Aerial arts encompasses a wide range of disciplines including silks, trapeze (static and flying), hoop (or lyra), rope, harness dance and wall running to name just a few. All of these disciplines require both physical and psychological preparedness and ensuring you are aware of the needs of your body, your discipline and your training requirements, to reduce the risk of sustaining an injury.

 

Following conversations with Artistic Director of All or Nothing Aerial Dance Theatre, Jennifer Patterson; and feedback from the Dissecting Aerial symposium in January 2018 by Lindsey Butcher, Artistic Director of Gravity and Levity; this symposium chose to focus predominantly on training physical fitness in preparation for taking flight. This included discussions of hypermobility and how to ensure strength and stability through range of motion in the air, as well as weight bearing on hypermobile joints.

 

Discussions also explored the importance of utilising the correct muscles for movement, rather than overcompensating with one muscle group, therefore delaying the onset of fatigue.

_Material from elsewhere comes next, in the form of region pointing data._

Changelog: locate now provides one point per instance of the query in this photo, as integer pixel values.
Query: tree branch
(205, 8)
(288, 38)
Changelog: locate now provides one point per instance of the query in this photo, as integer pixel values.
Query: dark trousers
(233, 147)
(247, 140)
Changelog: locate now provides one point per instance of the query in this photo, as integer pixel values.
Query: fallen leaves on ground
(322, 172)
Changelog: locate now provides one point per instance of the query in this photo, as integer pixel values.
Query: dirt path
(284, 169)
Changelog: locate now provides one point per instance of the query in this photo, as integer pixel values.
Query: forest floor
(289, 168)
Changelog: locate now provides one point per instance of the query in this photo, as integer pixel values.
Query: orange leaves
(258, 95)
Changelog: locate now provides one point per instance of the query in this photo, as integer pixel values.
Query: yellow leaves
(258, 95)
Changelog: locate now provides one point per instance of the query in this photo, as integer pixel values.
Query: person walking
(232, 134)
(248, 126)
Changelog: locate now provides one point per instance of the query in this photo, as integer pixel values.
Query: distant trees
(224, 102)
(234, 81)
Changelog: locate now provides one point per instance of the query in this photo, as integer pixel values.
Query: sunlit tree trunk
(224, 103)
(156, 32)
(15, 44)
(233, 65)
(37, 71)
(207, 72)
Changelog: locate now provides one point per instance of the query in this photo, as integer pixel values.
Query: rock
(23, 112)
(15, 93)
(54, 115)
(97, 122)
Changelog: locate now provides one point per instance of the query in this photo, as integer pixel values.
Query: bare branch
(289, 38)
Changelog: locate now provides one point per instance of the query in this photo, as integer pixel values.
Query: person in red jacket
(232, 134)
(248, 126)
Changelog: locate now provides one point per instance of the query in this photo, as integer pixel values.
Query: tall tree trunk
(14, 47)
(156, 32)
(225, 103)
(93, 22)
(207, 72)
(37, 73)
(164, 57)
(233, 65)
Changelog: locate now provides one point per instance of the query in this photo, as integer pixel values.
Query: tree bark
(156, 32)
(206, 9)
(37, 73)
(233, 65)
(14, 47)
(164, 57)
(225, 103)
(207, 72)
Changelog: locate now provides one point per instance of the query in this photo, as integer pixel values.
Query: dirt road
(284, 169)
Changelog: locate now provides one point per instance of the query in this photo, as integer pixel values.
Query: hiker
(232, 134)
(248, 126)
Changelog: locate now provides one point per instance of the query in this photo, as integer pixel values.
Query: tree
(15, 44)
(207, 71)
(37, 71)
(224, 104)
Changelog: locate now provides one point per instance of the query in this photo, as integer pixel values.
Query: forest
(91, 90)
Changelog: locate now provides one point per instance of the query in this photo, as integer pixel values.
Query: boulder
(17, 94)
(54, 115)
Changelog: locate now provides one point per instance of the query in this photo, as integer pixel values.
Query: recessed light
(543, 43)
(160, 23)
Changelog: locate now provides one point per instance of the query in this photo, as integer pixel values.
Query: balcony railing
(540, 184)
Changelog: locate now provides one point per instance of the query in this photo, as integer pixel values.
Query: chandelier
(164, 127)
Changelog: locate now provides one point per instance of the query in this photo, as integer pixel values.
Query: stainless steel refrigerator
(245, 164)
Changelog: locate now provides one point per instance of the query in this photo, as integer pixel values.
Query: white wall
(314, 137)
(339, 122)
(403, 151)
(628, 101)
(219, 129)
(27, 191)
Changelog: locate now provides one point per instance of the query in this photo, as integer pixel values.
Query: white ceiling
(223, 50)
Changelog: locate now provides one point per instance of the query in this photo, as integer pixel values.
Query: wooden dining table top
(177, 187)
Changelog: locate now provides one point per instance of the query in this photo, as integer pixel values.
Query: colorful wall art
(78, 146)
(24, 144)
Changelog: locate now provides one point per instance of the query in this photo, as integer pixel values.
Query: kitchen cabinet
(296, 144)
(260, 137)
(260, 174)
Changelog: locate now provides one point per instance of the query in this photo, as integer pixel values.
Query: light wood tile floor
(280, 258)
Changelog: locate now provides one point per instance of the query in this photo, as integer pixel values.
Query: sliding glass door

For example using only the upper body to climb a rope or silk.

 

The practical aspect of the afternoon focused on warming up and cooling down, to ensure the body and mind are prepared to take to the apparatus. The workshop culminated in proprioceptive awareness training during inversion and aerial conditioning, All or Nothing Aerial Dance Theatre provided several pieces of apparatus to ensure each individual could apply this to their own specific discipline. 

 

 Some interesting discussions arose around pain tolerance in aerial arts and the importance of being able to identify the difference between "good pain" and "bad pain". This discussion also arose during the Dissecting Aerial Symposium with Gravity and Levity in January 2018, so certainly an area for further debate.

 

 

As injury prevalence and training research begins to progress in aerial arts and the wider circus arts field, it is important to consider whether, as in dance, we are prepared for the demands of performance. There is much to be learned from other disciplines, and we hope to continue these conversations at future events, including the next Dissecting Aerial Symposium with Gravity and Levity, 19 and 20 January 2019 at The Point, Eastleigh and the One Dance UK Conference Season, 24 and 25 November, Leeds.